Jean Hervé Lorenzi  : Tout d’abord, j’aimerai faire un triple constat :

Aujourd’hui, nous n’avons pas d’idée de l’ampleur du développement des maladies dégénérescentes dans les années à venir.

 

 

L’Etat, les départements et organismes publics financent d’ores et déjà de façon explicite 20 milliards d’euros par an. Ce montant est à augmenter d’une dizaine de milliards d’euros si l’on prend en compte l’aide informelle des aidants.

Enfin, la Silver économie reste à développer et nous ne savons ni dans quel sens, ni dans quelle magnitude son développement influencera l’emploi.

Mais attention, l’avancée en âge n’est pas la dépendance. Moins de 10% des plus de 60 ans sont dépendants, ce chiffre passe à 35% pour les plus de 80 ans mais ne cesse de s’améliorer au fur et à mesure des progrès médicaux et d’une meilleure qualité de vie des seniors.

Nous ne connaissons pas encore le potentiel de l’offre ou de la demande de la Silver-économie.

Trois points méritent ici d’être évoqués :

  • A ce jour, les solutions permises par les nouvelles technologies pour assurer la mobilité et l’autonomie restent très marginales, même si nous pouvons anticiper que les robots les favoriseront très fortement ;
  • Quelles seront les opportunités offertes par la liquéfaction du marché immobilier ? En effet, de nombreux seniors perçoivent des revenus faibles mais disposent d’un patrimoine immobilier. Comment pouvons-nous monétiser en partie ce patrimoine ?
  • Enfin, au sein du secteur de la Silver économie, il faut poursuivre la qualification des aidants, en particulier dans le secteur des Ehpad et des services à la personne.

 

SB : Malgré ces interrogations, comment faire ?

JHL : Avant tout, il faut s’assurer que les gens de grand âge sont bien pris en charge.
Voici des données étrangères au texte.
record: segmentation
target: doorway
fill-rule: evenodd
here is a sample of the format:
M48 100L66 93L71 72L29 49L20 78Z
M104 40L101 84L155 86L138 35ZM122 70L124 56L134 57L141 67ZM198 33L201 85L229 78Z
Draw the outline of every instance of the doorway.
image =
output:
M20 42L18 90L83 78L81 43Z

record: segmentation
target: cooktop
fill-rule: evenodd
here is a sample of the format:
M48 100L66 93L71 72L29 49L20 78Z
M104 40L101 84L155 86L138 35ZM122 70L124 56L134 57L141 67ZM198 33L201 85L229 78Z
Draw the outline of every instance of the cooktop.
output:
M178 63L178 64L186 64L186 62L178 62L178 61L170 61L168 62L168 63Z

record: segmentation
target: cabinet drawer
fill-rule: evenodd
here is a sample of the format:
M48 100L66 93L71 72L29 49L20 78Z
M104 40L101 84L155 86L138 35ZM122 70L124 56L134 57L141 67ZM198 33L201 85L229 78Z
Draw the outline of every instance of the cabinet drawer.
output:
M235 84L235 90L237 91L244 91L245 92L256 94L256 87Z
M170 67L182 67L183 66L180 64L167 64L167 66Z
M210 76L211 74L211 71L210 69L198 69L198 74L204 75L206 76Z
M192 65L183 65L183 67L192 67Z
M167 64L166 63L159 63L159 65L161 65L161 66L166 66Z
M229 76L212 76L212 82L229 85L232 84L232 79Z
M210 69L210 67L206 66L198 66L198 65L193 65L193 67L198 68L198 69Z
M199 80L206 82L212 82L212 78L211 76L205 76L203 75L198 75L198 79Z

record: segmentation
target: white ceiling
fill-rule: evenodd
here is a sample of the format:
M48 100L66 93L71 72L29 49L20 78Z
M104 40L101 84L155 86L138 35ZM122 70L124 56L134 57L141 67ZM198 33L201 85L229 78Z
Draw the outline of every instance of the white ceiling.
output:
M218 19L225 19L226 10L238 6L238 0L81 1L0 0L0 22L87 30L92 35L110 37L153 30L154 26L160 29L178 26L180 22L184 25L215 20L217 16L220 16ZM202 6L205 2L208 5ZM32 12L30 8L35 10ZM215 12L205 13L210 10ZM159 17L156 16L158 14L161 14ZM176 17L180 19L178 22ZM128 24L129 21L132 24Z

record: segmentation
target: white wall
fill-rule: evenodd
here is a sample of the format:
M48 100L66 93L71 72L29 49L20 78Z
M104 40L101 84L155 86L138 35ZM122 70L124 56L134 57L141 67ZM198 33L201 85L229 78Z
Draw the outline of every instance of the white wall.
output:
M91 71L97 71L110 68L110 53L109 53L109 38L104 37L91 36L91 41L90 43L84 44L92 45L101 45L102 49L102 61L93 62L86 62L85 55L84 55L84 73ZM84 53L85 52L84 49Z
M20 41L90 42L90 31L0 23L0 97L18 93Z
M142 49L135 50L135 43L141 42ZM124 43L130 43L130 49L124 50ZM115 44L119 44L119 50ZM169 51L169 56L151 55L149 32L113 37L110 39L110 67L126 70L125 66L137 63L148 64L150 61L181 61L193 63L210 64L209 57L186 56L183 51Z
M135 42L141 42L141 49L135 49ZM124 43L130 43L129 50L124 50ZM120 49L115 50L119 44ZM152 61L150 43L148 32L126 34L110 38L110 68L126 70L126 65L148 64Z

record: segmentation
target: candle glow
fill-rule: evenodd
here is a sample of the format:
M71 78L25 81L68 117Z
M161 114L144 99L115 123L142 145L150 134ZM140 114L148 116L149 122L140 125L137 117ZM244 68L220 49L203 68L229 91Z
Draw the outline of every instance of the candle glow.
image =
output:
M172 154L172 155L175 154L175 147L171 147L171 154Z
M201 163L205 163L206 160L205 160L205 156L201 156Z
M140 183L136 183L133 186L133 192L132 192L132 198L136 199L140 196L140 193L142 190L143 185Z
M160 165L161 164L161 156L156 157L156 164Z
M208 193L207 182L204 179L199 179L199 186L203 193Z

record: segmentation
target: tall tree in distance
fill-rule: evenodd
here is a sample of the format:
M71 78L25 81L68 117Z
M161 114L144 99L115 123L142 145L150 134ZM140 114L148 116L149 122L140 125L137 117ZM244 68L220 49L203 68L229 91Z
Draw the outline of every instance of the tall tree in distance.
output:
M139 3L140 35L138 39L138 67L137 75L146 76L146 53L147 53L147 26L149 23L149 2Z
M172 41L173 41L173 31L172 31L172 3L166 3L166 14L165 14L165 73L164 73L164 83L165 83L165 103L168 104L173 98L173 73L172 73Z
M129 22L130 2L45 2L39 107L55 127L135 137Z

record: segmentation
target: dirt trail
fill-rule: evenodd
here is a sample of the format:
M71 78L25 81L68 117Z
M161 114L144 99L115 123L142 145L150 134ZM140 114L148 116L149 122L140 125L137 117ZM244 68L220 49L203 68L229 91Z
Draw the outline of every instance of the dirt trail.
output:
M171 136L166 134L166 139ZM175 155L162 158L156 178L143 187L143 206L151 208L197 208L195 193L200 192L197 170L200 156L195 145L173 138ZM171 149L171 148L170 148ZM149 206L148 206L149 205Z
La première contrainte à lever est celle du financement, incluant les besoins en formation des personnes qui vont travailler dans ces filières. C’est à la collectivité d’organiser ces filières.

Nous voyons bien aujourd’hui un bouillonnement, une Silver économie qui doit se développer mais qui compte tenu de sa maturité, reste encore éloignée de l’importance de ces sujets. Les difficultés sont avant tout sur la qualité de service et donc le financement des Ehpad ou le coût de l’APA pour les départements …

L’approche globale doit donc d’abord être macro-économique en répondant aux besoins de financement. Cette approche doit ensuite intégrer une démarche d’innovation.

La décision sans cesse remise sur cette question du financement devient nécessaire. Va-t-on rendre l’assurance dépendance obligatoire à partir de 40 ans ? Je crains qu’il faille un fait générateur, un phénomène conflictuel, comme une grève longue dans les Ehpad pour pousser à cette prise de décision et éviter que collectivement, nous allions dans le mur.

 

SB : Un mot de conclusion ?

JHL : Nous devons dépasser le rythme ternaire structurant notre ancienne société industrielle, qui dresse des ponts entre les différentes générations, qui les rassemblent au lieu de les opposer, autour d’une promesse qui pourrait être « une seconde chance tout au long de la vie », pivot de l’équité intergénérationnelle. Une définition dynamique de cette équité intergénérationnelle, suppose perspective et promesse, soit l’espérance d’avoir, pour chaque génération, une trajectoire de vie qui s’améliore dans le temps. Une formulation ambitieuse car elle renvoie à ce qui fait l’homme, à ses besoins essentiels pour vivre, de l’éducation à la protection, des projets et du travail aux garanties vieillesse et dépendance…..

 

Jean-Hervé Lorenzi est Président du Cercle des Économistes et président du pôle de compétitivité Finance Innovation. Il est aussi vice-président d’UBS holdings France et titulaire de la Chaire « Transitions Démographiques, Transitions Économiques ». Il a été conseiller économique du Premier ministre et directeur général de CEA Industrie.